A man's life has been saved by a self-driving car after he suffered a pulmonary embolism on his way to work.
Joshua Neally, a lawyer in Missouri, felt sharp pains in his chest and abdomen and was having trouble breathing when he decided to put his Tesla Model X into 'Autopilot' mode, and told it to take him to a hospital.
He had to touch the steering wheel every few minutes to keep it going, but the car otherwise did well - finding a hospital close to a motorway off-ramp where he took over the wheel, despite his intense pain.
Mr Neally's experience comes only a few months after the first confirmed death caused by a self-driving car, which was also a Tesla Model X.
Auckland University computer science lecturer Paul Ralph says it's inevitable self-driving cars will become the norm, whether or not the odd person lives or dies.
"People say self-driving cars are not safe - regular cars are not safe," he told Paul Henry on Wednesday.
"Driving is not safe. Driving kills hundreds of people in New Zealand every year - the question is whether self-driving cars are safer."
Google's autonomous cars haven't killed anyone yet - a widely reported accident in May saw one bump into a median barrier at 15km/h, hardly a public relations disaster compared to the one Tesla endured earlier this year.

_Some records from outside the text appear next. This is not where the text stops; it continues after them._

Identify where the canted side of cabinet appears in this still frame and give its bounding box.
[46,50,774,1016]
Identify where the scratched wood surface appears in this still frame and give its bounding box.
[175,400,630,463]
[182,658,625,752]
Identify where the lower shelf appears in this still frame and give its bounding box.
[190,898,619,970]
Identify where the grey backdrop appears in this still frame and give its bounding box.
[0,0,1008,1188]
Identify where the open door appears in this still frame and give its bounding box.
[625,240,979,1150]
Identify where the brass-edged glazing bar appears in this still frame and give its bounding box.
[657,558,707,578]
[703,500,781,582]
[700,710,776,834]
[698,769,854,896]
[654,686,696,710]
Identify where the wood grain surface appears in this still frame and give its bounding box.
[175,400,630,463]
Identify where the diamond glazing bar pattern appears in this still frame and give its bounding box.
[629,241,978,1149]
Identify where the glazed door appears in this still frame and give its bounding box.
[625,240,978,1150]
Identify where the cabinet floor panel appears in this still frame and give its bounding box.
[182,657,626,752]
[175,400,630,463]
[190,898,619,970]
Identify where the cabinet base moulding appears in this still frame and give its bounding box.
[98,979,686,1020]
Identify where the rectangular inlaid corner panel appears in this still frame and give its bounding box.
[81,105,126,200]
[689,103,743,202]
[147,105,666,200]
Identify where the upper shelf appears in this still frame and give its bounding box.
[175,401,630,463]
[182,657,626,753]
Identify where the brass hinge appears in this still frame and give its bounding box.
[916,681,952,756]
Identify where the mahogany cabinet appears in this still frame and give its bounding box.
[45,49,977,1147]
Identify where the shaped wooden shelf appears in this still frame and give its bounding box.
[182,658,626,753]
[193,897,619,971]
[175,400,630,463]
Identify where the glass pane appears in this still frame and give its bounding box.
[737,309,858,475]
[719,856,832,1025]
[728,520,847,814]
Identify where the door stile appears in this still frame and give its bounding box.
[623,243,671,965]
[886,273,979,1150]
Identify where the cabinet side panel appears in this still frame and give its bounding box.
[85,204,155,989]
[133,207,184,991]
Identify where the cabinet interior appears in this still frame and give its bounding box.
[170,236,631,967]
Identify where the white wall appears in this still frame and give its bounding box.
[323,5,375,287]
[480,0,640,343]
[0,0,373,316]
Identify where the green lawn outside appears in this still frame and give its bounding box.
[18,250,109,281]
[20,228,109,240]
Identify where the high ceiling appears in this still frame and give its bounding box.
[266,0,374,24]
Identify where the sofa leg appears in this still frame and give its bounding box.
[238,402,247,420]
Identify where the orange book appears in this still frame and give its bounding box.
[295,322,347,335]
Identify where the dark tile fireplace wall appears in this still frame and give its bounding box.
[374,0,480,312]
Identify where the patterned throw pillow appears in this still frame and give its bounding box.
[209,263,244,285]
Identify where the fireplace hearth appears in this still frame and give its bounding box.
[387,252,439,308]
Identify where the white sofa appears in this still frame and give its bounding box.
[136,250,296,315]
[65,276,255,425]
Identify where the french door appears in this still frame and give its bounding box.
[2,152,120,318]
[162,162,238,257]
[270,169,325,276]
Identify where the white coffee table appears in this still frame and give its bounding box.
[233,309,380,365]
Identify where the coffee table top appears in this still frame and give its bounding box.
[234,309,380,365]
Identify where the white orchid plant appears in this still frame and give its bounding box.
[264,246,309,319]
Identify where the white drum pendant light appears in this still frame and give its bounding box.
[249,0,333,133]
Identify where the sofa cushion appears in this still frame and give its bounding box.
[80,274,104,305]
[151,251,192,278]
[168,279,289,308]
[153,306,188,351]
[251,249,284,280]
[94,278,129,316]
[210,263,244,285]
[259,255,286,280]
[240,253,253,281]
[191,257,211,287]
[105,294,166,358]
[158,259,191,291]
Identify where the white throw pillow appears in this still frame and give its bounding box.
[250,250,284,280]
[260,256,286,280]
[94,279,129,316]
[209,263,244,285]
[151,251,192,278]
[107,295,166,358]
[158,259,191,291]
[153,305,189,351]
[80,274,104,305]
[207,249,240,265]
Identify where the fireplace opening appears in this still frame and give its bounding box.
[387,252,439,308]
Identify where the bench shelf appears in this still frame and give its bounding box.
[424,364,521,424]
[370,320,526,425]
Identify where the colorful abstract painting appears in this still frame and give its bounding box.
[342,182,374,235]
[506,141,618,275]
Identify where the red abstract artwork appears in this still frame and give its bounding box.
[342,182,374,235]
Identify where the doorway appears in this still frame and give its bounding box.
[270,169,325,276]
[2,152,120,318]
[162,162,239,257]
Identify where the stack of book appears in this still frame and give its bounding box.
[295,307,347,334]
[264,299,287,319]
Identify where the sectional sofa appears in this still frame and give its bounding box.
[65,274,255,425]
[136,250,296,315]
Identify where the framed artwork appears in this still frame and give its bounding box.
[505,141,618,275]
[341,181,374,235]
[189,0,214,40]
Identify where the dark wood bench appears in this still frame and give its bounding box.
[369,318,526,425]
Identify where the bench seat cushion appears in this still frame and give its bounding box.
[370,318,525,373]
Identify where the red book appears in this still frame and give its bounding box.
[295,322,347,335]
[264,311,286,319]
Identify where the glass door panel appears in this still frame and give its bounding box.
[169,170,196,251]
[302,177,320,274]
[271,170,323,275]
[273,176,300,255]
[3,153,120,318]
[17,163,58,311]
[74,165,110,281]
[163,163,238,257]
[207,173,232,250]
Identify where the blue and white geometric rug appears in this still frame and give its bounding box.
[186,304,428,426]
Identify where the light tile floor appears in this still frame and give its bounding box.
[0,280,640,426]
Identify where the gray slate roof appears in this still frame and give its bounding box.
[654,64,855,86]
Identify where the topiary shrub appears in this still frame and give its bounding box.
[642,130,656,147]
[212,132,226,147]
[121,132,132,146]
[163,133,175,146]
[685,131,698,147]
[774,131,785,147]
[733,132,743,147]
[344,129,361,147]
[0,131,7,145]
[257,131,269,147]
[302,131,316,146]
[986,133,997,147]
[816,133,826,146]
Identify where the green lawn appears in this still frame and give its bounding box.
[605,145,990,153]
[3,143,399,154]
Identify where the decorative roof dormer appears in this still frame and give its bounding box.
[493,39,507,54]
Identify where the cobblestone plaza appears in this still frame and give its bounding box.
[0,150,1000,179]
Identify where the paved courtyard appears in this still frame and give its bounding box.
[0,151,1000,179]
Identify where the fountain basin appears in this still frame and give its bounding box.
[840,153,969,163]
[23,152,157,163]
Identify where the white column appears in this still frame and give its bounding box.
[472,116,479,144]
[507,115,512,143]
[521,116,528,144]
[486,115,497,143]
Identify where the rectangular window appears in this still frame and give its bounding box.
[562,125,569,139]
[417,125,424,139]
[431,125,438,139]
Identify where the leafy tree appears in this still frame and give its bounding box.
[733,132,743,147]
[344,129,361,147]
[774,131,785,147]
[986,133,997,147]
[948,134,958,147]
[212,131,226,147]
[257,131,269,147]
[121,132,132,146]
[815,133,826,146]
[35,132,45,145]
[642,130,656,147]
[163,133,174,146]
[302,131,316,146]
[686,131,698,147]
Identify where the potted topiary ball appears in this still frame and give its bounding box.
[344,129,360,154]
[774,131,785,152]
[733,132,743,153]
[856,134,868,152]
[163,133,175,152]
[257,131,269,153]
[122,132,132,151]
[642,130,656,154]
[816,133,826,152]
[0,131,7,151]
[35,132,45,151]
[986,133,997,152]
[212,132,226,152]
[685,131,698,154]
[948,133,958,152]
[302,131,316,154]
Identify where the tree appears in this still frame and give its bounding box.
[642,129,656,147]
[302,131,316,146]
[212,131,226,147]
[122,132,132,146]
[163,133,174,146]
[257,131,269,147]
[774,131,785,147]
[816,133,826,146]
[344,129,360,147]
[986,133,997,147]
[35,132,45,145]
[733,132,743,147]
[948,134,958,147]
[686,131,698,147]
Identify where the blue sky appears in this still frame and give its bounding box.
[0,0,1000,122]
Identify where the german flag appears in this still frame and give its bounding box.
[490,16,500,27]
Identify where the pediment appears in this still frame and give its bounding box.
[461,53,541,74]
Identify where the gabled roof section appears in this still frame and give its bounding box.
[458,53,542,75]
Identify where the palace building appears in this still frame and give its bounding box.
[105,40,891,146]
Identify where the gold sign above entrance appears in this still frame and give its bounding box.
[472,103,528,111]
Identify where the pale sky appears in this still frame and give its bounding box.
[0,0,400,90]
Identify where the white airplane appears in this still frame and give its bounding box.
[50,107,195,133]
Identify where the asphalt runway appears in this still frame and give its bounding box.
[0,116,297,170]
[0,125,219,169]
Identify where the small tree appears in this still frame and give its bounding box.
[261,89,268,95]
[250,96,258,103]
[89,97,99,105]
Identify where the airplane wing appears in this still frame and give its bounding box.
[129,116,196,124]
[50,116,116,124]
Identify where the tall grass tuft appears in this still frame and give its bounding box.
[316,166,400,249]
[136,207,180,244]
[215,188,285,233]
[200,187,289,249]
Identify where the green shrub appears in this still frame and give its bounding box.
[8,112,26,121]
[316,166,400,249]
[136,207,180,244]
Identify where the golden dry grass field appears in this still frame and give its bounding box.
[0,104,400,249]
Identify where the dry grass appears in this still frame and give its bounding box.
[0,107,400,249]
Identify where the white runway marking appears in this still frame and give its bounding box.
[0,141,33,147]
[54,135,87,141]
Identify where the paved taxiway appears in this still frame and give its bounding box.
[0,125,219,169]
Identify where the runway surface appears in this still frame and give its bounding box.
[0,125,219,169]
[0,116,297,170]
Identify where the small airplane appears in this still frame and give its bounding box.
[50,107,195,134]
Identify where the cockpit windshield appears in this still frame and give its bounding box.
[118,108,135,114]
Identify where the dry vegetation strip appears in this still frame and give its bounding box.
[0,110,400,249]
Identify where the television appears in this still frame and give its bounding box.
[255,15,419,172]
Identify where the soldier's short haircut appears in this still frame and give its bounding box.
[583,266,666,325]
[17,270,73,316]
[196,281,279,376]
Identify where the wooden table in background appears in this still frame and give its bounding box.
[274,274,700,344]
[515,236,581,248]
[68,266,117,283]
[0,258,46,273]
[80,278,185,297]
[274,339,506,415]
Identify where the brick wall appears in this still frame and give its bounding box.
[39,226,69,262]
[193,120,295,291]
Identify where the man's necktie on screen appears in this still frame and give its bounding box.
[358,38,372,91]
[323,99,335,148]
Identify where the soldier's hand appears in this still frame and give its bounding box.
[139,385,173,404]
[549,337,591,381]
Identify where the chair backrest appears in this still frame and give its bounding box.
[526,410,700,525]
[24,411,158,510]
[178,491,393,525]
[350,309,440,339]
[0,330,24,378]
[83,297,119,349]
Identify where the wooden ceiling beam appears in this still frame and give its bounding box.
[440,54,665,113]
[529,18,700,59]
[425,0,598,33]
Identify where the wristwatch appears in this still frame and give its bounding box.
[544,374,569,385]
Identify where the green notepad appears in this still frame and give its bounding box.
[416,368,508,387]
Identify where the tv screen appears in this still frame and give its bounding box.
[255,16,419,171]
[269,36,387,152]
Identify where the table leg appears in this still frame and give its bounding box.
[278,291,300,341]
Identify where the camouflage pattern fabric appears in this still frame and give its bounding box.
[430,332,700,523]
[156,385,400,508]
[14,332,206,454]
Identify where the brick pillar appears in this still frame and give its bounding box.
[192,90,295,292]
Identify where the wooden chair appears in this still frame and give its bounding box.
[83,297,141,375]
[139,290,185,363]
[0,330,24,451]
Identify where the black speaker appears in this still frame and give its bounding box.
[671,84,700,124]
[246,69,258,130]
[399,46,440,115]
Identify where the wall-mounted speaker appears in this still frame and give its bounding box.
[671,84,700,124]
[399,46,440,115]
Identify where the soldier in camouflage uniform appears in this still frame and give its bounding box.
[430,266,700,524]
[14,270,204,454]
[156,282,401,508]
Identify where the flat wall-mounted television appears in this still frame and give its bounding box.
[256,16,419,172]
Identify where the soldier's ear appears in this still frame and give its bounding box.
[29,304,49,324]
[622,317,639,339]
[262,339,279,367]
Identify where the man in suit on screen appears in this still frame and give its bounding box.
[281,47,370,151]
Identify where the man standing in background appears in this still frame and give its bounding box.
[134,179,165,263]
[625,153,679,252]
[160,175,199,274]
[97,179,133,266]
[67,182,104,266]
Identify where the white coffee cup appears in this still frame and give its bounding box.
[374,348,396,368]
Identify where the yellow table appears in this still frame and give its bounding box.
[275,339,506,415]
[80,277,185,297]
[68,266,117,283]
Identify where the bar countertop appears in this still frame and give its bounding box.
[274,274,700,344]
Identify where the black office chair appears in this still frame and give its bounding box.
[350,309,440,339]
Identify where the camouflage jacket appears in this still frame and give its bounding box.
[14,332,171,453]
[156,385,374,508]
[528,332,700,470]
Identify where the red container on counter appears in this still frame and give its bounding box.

In that crash the driver had Autopilot engaged, but both he and the car failed to spot a white tractor-trailer positioned across the road in bright, sunny weather.
Dr Ralph says unlike Google's entirely autonomous vehicles, you're meant to keep your hands on the wheel of a Tesla.
"The Teslas just have an enhanced cruise control, where the car will maintain a lane for you and will do really basic things in an emergency, but they're not entirely autonomous. You're supposed to have your hands on the wheel the whole time, you're not supposed to be playing on your phone or looking away."
But with the "best software engineers in the world" working on self-driving cars, Dr Ralph says the time will come when completely autonomous self-driving cars become the obvious choice - especially for parents.
"Young people seem to be incapable of paying attention to what they're doing. We have the guy in the car chasing Pokémon while driving, then there's the person crossing the road who's not looking because they're chasing Pokémon.
"One of them hits the other one and they die - driverless cars won't do that."